Parkin has been working as a voiceover actor since the age of five. “My dad is my best friend. He’s incredibly supportive. I’m lucky,” they said.

But what Parkin loved more than anything else was drawing. As the art kid, they would often draw their classmates’ projects. “It was a way for me to relate to people because everyone likes art,” they said. “Everyone likes a pretty picture.”

In junior and senior year of high school, Parkin started taking concurrent art courses at SMC. They recalled how they were a 16-year-old in a class of “all grownups” taking animation and character design courses.

Parkin explained the reasons they chose to take courses at SMC. “Not only was it inexpensive, but also my professors were incredible. They were all still working in the industry,” they said. ”These guys have worked on shows and movies that I know and like." 

“Miranda was one of those students I didn't have to worry about, because I knew she could do the assignments and tackle whatever challenges that came her way,” said SMC animation and storyboard professor Ewald Klautky.

“She blew me away with the last assignment in my storyboarding class," Klautky said. The assignment was to make an animatic set to music. Most students chose a movie score or a song they liked, but Miranda composed and then sang her own music for the project. “This is on top of her exceptional drawing,” he said.

Professor Klautky still uses Parkin's animatics in his classes, and so Parkin's art “lives on to inspire the next wave of students," he said.

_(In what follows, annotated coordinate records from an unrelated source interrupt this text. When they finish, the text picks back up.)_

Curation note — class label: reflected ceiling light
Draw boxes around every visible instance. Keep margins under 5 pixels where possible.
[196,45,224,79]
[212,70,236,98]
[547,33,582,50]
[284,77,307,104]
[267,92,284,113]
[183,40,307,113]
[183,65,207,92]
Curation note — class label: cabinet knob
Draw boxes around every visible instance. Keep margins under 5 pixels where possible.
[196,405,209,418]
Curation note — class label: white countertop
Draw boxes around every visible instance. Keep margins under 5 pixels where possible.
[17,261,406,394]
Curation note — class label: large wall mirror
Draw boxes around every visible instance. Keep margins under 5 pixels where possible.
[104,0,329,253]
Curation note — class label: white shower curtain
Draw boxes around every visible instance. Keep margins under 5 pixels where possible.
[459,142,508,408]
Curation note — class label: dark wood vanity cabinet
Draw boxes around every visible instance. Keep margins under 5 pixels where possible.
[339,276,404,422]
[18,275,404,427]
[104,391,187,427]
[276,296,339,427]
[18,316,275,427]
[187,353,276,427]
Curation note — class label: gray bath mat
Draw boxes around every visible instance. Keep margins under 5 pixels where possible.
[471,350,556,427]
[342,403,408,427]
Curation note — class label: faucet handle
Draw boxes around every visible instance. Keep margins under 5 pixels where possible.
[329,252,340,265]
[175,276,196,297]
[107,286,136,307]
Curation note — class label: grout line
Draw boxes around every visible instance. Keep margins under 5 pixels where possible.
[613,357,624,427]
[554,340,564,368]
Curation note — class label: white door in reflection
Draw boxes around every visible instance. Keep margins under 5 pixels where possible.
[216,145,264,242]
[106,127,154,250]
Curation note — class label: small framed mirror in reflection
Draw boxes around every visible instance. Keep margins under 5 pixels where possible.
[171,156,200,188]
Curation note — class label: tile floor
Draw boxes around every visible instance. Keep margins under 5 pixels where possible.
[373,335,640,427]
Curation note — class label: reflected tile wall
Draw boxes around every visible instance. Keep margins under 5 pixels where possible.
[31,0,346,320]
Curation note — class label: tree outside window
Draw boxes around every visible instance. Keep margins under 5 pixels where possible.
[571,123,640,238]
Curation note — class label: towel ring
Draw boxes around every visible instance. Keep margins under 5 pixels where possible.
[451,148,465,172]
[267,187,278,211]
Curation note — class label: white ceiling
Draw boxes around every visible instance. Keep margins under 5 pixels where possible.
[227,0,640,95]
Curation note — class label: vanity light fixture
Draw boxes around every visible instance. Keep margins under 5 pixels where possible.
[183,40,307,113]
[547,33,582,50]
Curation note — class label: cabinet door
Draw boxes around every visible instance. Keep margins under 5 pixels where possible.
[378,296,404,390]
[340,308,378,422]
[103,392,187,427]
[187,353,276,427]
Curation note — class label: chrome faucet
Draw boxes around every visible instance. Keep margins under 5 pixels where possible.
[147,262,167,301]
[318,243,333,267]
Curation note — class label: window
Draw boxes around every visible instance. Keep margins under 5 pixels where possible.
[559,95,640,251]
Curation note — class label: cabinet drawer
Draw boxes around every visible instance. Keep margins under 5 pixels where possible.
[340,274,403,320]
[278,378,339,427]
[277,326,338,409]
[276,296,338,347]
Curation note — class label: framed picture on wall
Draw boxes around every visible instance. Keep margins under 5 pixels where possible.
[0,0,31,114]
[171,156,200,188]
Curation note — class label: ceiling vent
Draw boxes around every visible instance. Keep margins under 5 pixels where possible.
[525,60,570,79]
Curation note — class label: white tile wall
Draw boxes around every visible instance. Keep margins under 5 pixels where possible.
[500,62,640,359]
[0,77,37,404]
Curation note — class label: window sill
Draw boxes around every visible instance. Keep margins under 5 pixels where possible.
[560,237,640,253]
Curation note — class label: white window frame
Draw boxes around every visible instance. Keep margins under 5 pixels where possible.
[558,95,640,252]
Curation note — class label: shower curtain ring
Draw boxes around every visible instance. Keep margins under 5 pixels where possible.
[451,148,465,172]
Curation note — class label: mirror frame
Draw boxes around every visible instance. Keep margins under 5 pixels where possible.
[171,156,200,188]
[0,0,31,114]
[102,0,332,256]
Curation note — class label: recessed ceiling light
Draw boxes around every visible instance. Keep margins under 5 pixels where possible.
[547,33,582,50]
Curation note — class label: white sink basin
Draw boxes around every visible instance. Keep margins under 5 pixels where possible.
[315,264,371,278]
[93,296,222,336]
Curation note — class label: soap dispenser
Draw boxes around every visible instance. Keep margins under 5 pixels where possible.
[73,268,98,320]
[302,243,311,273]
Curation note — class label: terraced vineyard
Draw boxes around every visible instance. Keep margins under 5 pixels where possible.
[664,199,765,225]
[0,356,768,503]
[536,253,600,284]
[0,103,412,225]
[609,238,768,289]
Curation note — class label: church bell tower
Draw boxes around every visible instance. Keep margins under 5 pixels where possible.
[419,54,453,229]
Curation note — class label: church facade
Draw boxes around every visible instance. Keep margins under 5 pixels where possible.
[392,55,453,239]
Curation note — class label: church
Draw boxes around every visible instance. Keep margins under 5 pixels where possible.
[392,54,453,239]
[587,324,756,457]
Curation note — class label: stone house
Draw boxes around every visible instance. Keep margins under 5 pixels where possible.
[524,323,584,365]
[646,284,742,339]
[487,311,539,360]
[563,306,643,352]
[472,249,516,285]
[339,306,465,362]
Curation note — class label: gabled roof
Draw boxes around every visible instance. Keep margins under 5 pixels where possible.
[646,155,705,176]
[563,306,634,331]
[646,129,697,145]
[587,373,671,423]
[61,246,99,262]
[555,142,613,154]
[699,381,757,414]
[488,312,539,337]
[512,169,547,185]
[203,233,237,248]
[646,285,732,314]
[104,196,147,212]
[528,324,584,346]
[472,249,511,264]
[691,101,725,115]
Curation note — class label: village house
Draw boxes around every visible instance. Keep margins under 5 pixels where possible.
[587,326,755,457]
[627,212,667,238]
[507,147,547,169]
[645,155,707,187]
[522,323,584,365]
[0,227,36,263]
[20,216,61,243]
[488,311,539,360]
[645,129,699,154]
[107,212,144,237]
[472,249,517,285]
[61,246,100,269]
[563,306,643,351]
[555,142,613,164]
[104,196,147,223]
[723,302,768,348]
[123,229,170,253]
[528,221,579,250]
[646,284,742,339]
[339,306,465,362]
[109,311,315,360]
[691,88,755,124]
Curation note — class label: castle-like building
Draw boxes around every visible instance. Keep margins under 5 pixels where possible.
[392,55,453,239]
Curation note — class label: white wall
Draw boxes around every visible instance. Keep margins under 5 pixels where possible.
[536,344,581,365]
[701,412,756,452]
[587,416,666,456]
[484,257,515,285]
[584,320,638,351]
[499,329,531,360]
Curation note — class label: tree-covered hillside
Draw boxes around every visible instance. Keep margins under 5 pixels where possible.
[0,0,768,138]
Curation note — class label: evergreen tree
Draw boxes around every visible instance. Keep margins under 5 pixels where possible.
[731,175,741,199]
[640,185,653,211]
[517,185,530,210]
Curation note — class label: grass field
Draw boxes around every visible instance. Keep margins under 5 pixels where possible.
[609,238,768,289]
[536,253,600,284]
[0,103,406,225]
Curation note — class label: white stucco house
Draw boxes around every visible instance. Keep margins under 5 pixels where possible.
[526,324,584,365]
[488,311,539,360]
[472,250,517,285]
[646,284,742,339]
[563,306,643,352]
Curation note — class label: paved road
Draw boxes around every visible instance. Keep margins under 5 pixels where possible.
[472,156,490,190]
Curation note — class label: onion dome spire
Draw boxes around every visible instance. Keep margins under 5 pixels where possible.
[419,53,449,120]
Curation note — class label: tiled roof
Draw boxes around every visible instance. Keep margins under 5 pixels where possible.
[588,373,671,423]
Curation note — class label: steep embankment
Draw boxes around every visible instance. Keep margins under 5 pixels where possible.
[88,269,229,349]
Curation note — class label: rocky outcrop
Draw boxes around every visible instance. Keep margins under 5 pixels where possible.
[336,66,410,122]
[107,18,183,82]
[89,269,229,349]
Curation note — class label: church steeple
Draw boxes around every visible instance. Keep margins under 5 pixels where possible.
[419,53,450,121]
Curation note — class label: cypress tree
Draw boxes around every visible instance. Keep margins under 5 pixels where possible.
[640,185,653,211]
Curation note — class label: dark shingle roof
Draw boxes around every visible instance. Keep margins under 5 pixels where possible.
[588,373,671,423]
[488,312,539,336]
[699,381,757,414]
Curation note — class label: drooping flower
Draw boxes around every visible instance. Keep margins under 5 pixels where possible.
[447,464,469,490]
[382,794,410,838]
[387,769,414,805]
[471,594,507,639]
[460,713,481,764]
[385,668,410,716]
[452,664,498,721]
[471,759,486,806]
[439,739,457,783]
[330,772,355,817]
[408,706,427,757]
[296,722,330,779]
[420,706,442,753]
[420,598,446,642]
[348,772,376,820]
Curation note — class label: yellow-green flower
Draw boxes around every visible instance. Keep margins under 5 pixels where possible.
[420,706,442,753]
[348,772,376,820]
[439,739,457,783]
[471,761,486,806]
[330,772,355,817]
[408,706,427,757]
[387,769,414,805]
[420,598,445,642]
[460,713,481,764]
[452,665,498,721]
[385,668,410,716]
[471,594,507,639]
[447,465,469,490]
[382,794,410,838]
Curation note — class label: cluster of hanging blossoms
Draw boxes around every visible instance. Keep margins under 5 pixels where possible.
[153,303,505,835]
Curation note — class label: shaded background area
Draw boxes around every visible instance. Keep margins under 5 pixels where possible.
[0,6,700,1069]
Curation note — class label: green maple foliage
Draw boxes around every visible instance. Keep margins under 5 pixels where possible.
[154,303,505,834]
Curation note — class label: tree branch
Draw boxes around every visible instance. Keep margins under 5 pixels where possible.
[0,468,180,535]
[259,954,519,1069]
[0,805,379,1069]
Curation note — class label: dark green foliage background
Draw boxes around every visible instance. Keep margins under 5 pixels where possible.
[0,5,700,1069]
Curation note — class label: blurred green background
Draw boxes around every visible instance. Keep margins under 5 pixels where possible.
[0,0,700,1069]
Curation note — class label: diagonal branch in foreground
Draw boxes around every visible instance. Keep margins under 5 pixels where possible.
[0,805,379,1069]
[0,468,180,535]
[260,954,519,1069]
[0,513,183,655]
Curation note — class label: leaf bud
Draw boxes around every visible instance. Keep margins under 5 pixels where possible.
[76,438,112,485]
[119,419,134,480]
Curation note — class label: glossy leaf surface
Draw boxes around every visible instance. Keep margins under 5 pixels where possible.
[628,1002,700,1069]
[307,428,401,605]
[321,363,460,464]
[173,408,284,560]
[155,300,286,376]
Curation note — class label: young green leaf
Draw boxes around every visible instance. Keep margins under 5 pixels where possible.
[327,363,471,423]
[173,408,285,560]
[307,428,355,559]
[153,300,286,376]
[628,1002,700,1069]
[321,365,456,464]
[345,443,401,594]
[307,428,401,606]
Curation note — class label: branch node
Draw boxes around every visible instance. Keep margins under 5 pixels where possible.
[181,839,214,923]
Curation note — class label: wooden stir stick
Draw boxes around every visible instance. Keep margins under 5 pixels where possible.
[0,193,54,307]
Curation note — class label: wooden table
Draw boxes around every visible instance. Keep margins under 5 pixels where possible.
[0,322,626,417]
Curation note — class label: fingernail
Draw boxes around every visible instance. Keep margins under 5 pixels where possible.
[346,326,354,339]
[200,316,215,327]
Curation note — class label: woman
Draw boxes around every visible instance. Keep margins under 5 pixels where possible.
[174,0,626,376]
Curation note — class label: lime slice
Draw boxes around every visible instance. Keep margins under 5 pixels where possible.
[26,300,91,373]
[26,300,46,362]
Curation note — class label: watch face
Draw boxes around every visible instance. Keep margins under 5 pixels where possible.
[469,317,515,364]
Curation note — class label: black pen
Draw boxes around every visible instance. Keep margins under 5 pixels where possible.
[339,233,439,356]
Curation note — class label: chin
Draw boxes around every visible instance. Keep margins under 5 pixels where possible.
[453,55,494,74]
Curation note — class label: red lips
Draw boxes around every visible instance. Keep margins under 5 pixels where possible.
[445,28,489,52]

Parkin and their dad have an animated pilot that they created called "Comet Casino." It features Maurice LaMarche and Tara Strong.

“There is just such a non-linear connection in the way her brain works,” Parkin’s father said. “The comedian Pat McCormick once said that ‘Beethoven was so deaf he thought he was a painter’, well Miranda has that kind of brain.” In 2021, the Society of Voice Arts and Sciences awarded Parkin with the Best Voiceover Award for Outstanding Commercial in TV or Web.

Sitting in their studio, Parkin was thoughtful. “This is the thing that I do the most, and I love the most, and I want to keep doing [it] for as long as I possibly can,” they added. Navigating life hasn’t become entirely easy for Parkin, but art remains a refuge as they continue to wrestle with mental health and finding their place in the world.